It is expected that this measure will raise the number of heat pumps sold from roughly 40,500 last year, nearly 3% of the boiler market, to 77,000 pumps—6% of the expected market this year. That is not a huge increase. The Minister said that last year, without the benefit of this measure, the number of heat pumps sold increased substantially. So it will not be a huge increase in the coming year. Why do we think this measure is necessary if these things are proving so attractive and the market is growing anyway? Can the Minister confirm that the 6% target is what is introduced, and that it will continue and persist unless and until he introduces, via further legislation—I also ask him to confirm that this will require further legislation—a higher target?

Failing the introduction of a higher target, any future growth in the market will depend on hopes on the cost of heat pumps coming down as manufacturers find more efficient ways of making them. When I was still in the House of Commons I had a meeting with Octopus Energy, which reckoned that the materials involved in making a heat pump cost about £2,000. Obviously, a huge amount of processing goes into making a heat pump, but it suggested that the potential for bringing down the cost over time was significant.
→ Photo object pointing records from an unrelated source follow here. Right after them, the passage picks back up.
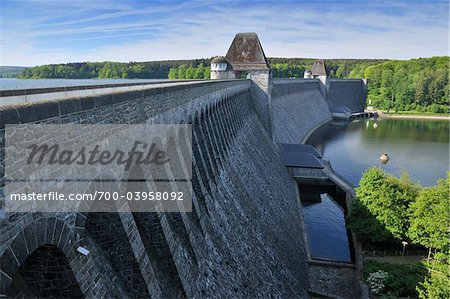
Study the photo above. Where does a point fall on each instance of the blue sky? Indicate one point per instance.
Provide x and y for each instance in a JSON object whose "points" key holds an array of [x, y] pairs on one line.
{"points": [[41, 32]]}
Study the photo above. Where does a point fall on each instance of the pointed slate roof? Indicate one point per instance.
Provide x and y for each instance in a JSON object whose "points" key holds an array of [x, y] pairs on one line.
{"points": [[319, 68], [246, 53]]}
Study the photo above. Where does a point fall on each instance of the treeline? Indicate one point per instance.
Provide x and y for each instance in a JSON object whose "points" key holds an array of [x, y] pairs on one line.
{"points": [[395, 210], [402, 85], [10, 71], [408, 85], [107, 70]]}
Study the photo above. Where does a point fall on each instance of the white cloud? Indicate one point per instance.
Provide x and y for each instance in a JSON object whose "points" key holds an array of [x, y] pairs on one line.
{"points": [[195, 30]]}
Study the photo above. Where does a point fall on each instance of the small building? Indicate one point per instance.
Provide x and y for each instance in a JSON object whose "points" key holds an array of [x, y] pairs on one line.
{"points": [[319, 71], [246, 59], [307, 74]]}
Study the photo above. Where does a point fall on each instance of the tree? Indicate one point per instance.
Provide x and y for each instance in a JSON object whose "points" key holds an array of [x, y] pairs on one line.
{"points": [[365, 225], [436, 284], [387, 198], [430, 216]]}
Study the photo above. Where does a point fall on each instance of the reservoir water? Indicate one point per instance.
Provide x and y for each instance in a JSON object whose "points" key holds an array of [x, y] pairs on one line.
{"points": [[418, 146]]}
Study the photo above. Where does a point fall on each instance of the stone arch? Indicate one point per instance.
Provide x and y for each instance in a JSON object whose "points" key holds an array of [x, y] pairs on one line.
{"points": [[103, 225], [38, 240]]}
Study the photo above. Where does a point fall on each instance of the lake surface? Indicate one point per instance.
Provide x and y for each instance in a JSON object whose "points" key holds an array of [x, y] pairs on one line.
{"points": [[12, 83], [419, 146]]}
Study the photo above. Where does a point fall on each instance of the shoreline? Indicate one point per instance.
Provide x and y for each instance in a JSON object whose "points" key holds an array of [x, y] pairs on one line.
{"points": [[413, 116]]}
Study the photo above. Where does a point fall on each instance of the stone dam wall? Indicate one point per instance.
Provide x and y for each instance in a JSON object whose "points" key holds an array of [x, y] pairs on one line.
{"points": [[244, 237], [298, 107]]}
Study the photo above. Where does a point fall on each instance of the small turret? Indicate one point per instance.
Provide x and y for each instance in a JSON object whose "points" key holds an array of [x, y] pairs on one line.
{"points": [[221, 69], [307, 74]]}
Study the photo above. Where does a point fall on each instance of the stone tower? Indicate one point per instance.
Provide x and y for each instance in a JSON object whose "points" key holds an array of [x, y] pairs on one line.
{"points": [[319, 71], [221, 69]]}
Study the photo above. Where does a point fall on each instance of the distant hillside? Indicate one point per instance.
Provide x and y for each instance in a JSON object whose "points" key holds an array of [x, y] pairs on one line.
{"points": [[10, 71], [184, 69]]}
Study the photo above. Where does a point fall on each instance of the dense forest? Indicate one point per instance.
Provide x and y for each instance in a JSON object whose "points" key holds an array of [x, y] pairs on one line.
{"points": [[107, 70], [391, 210], [408, 85], [10, 71], [402, 85]]}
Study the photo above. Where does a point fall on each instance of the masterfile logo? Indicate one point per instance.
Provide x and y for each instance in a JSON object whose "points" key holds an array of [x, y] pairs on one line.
{"points": [[98, 168]]}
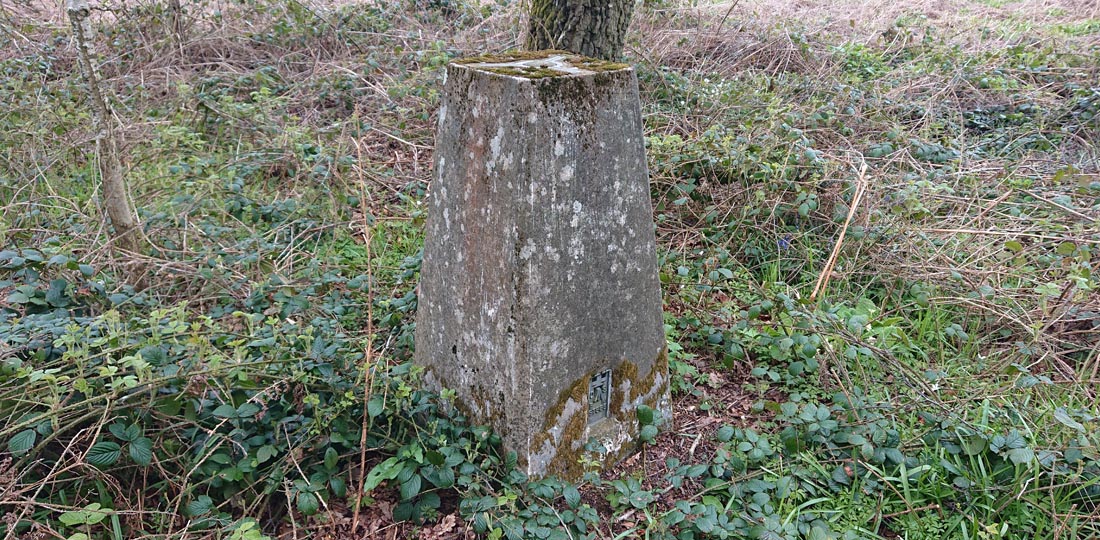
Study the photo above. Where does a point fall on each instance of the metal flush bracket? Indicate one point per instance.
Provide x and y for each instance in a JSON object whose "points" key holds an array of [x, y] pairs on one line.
{"points": [[600, 396]]}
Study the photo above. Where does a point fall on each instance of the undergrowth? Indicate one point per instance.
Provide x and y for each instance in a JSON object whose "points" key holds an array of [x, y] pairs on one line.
{"points": [[249, 375]]}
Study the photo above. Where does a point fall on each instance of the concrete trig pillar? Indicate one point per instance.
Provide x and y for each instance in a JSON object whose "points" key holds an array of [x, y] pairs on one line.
{"points": [[539, 300]]}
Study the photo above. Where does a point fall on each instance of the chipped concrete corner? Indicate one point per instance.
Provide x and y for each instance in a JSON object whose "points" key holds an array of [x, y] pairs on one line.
{"points": [[539, 267]]}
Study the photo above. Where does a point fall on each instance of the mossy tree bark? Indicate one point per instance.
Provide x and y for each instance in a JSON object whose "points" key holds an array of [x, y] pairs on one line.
{"points": [[591, 28], [116, 195]]}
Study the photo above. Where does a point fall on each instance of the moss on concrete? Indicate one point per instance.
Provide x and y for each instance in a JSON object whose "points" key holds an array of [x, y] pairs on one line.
{"points": [[525, 72], [579, 62], [567, 461]]}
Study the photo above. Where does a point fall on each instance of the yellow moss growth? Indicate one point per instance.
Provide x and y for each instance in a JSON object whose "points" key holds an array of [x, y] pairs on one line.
{"points": [[570, 447]]}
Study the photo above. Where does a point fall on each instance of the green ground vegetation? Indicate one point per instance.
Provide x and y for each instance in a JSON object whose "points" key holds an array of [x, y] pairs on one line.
{"points": [[248, 376]]}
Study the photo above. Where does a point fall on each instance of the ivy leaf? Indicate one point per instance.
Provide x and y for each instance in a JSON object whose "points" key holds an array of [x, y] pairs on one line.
{"points": [[246, 410], [199, 506], [375, 406], [1021, 455], [331, 456], [339, 486], [410, 487], [141, 451], [103, 453], [22, 442], [124, 432], [725, 433], [224, 410], [384, 471]]}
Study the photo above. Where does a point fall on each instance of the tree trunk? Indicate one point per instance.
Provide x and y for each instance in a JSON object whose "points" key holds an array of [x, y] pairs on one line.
{"points": [[591, 28], [116, 195]]}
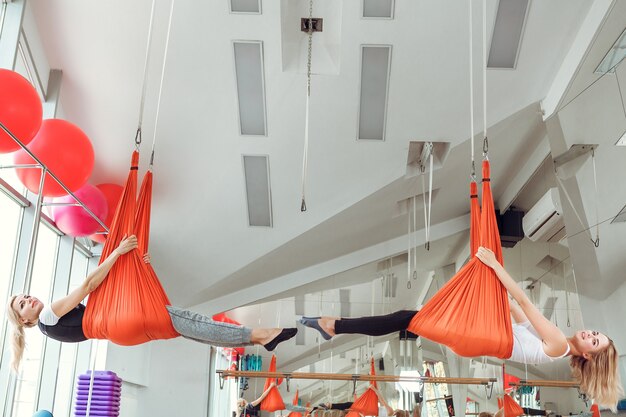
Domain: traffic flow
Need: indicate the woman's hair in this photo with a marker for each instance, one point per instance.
(18, 338)
(598, 376)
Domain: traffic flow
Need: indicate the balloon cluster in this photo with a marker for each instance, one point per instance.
(65, 150)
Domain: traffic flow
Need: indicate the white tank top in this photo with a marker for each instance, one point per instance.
(528, 346)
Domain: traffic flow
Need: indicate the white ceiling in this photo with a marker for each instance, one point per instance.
(203, 249)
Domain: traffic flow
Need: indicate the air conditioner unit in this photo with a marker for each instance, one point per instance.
(544, 222)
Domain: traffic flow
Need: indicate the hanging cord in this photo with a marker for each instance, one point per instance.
(167, 44)
(621, 97)
(596, 242)
(415, 237)
(145, 79)
(430, 200)
(471, 71)
(485, 140)
(410, 240)
(425, 209)
(566, 300)
(305, 158)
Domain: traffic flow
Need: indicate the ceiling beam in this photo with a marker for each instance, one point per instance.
(325, 269)
(575, 57)
(524, 175)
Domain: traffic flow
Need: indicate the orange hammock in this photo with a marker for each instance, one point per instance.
(470, 314)
(273, 401)
(128, 308)
(295, 402)
(511, 408)
(367, 403)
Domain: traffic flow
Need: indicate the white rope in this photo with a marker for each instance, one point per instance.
(485, 66)
(305, 158)
(408, 252)
(305, 154)
(145, 69)
(596, 242)
(430, 201)
(415, 237)
(167, 44)
(425, 208)
(471, 71)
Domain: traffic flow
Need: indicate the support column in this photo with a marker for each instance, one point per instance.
(10, 32)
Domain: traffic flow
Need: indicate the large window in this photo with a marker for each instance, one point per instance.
(10, 219)
(67, 359)
(41, 285)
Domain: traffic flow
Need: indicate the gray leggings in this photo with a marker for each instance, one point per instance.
(203, 329)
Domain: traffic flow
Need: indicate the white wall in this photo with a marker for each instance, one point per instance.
(162, 378)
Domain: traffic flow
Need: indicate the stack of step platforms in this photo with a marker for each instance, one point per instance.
(105, 394)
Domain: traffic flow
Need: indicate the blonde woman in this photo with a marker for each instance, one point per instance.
(593, 357)
(62, 319)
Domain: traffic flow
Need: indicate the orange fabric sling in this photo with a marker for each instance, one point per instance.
(273, 401)
(511, 408)
(367, 403)
(470, 314)
(128, 308)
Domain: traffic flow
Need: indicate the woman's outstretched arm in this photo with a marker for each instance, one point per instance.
(62, 306)
(554, 341)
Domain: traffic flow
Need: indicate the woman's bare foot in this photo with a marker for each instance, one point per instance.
(270, 338)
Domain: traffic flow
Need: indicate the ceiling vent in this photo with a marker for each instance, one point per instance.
(378, 9)
(374, 91)
(507, 34)
(615, 55)
(245, 6)
(250, 87)
(258, 192)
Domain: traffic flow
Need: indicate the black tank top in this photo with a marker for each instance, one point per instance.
(69, 328)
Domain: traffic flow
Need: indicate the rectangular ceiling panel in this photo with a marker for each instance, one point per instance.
(507, 33)
(375, 69)
(250, 87)
(258, 192)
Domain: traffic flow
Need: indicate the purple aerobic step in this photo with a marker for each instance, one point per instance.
(98, 388)
(112, 401)
(98, 413)
(99, 397)
(105, 375)
(97, 408)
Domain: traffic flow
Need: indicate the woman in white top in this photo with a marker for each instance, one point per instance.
(593, 357)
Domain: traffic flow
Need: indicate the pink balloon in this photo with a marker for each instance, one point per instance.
(74, 220)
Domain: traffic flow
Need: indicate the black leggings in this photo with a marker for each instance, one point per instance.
(375, 325)
(340, 406)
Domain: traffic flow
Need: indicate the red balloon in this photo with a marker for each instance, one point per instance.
(112, 193)
(20, 110)
(67, 152)
(74, 220)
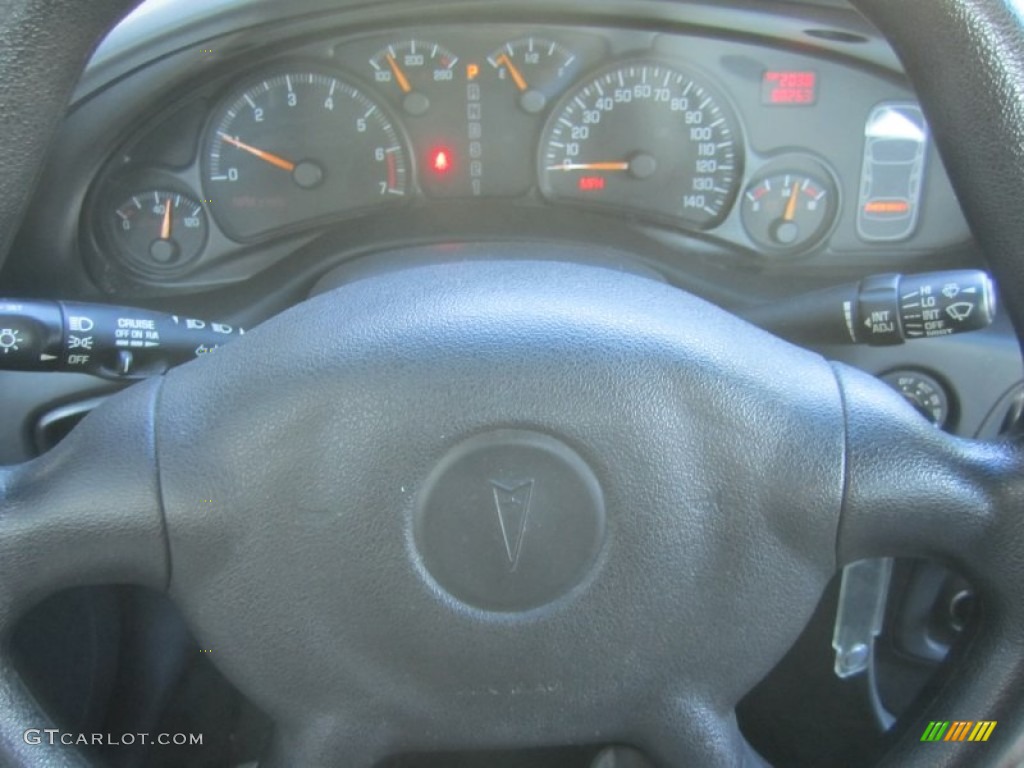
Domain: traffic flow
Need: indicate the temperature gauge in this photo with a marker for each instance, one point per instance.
(158, 229)
(790, 211)
(535, 68)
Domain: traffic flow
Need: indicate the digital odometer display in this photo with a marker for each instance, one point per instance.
(788, 88)
(645, 136)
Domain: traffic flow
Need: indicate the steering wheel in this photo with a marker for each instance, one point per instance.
(525, 502)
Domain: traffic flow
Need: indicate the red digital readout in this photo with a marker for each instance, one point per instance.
(591, 183)
(790, 88)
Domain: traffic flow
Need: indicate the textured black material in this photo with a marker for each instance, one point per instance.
(43, 46)
(719, 451)
(85, 513)
(966, 58)
(291, 494)
(914, 491)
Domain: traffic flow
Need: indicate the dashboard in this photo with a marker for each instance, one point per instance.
(764, 155)
(227, 167)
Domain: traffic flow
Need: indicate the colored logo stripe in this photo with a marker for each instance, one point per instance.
(982, 730)
(958, 730)
(935, 730)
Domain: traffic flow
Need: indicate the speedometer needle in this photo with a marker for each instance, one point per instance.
(399, 76)
(791, 208)
(612, 166)
(273, 160)
(165, 225)
(517, 78)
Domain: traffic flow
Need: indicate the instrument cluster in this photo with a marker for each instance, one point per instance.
(756, 148)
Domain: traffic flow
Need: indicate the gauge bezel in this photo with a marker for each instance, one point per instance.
(233, 88)
(794, 163)
(118, 188)
(707, 82)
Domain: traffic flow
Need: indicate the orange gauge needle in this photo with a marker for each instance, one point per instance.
(273, 160)
(517, 78)
(613, 166)
(791, 207)
(165, 225)
(399, 76)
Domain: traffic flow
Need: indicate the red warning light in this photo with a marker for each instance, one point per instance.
(441, 160)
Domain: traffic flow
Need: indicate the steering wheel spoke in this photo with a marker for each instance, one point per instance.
(689, 732)
(87, 512)
(916, 492)
(913, 491)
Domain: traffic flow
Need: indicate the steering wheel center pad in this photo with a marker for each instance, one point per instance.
(390, 506)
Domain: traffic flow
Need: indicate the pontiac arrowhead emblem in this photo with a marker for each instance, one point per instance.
(512, 504)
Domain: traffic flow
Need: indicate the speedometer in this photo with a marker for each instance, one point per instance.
(643, 136)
One hopes that will happen. Failing that, the only other thing—we are stuck with the 6% target and this £500 fine—will be the lure of subsidies for consumers to buy heat pumps instead of fossil fuel boilers.

The costs and benefits of the whole procedure are spelled out in the impact assessment. It says the net present value of the costs involved is £195 million. The benefits were put at £220 million, of which those that result from the main purpose of the operation, to reduce carbon, were less than the costs. The total benefit is above the costs only if you allow for the impact it will have on cleaner air. As well as reducing the amount of CO2, which is a very clean thing that we breathe all the time, the reduction in the other impurities put in the air by fossil fuels just about brings it to a net benefit. We are talking about the costs and benefits being roughly the same order of magnitude. Once again, an almost religious fanaticism, which does not take the costs and benefits into account, is driving this policy.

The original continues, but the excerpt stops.